First we meet life-of-the-party Julia who is obsessed with having a baby.  She is unhappily involved with a sweet, but not-her-type, guy and is convinced that having a baby will make it all better.  Only she is having problems getting pregnant.  As she spends hundreds on pregnancy tests and sinks into a funk where she is barely recognizable to friends and co-workers, a girlfriend snaps her out of it by suggesting she take a break and join her in New York for awhile. 

Next there is independent, commitment allergic, Maeve who considers motherhood the last thing on her agenda.  But life is fully of irony, and after a passionate one-night-stand she finds herself pregnant.  Her life is thrown into a tailspin as she struggles with the decision of whether to keep the baby.  It doesn’t help matters that her mother is dying for a grandchild and hopes that Maeve marries the father and lives happily ever after.   
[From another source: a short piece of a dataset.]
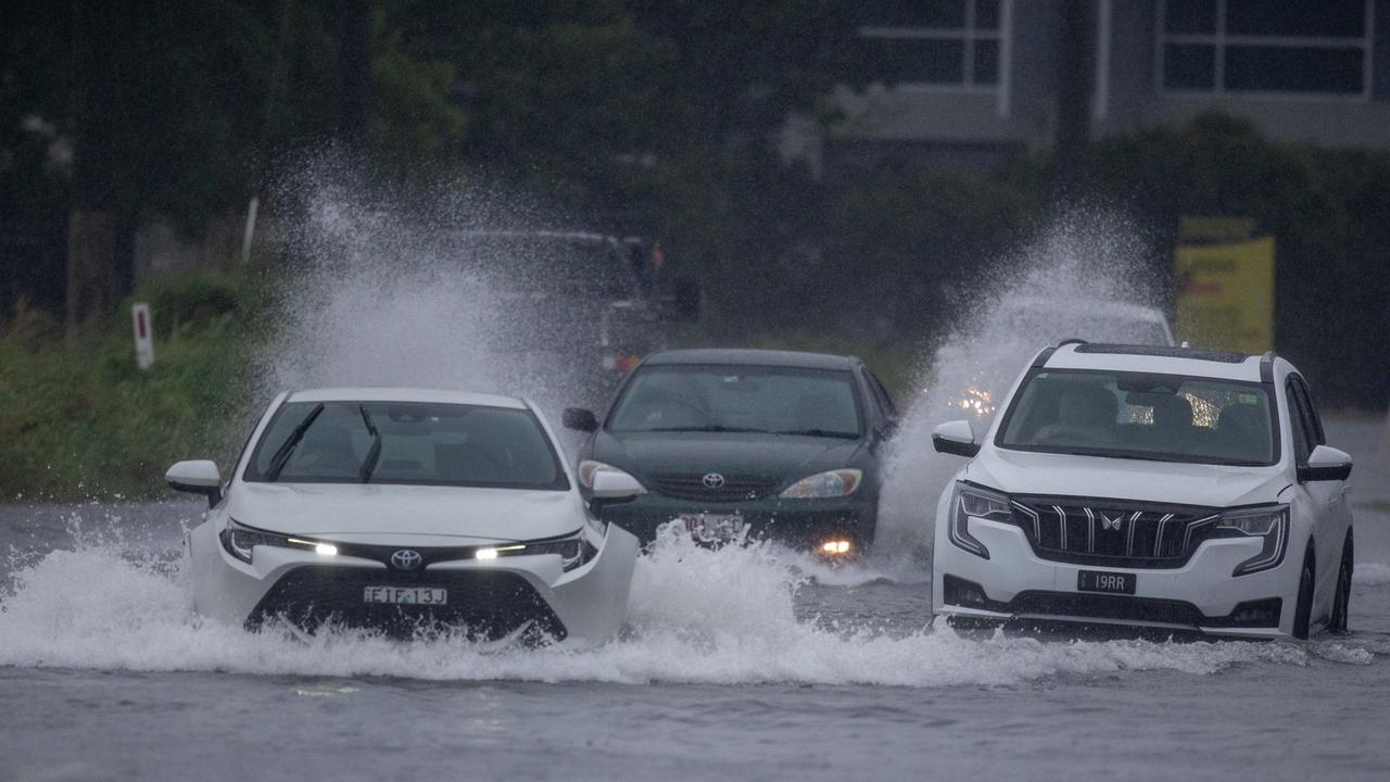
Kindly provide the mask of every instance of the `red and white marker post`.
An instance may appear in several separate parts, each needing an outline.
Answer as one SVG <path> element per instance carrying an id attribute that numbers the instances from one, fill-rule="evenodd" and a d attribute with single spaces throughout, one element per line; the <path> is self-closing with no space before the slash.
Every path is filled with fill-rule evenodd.
<path id="1" fill-rule="evenodd" d="M 150 369 L 154 363 L 154 326 L 150 323 L 150 305 L 131 305 L 131 327 L 135 330 L 135 363 Z"/>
And then there is the more traditional, get married first and then have a baby, Sam who is obsessed with being the perfect mother that her own mother was not.  Sam is overwhelmed with the responsibilities of being her version of the perfect mother and has channeled her resentment and frustration toward her husband who does not know what to do to get his fun loving, full-of-life, wife back.  Meanwhile, Sam is convinced that she married the wrong man and having an affair with a friend’s husband is the answer. 

Don’t want to tell you how these women’s lives intertwine because that would give away too much of the story, but this is a fun read that will give you food for thought (or craving) whether you are mommy-bound or not.  It is sprinkled with good reasons not to have a baby, lots of great reasons to long for a bundle of joy, and even temptations to have another for those of us who already belong to the motherhood club.  And it is able to realistically portray, within the realms of fiction, the joys and frustrations of early motherhood. 

About the author:  Jane Green worked for many years as a journalist, with occasional forays into public relations for film, television and the odd celebrity.  The author of five other novels, including Straight Talking, Jemima J, Mr. Maybe, Bookends, and Spellbound, she lives outside New York City with her husband and children.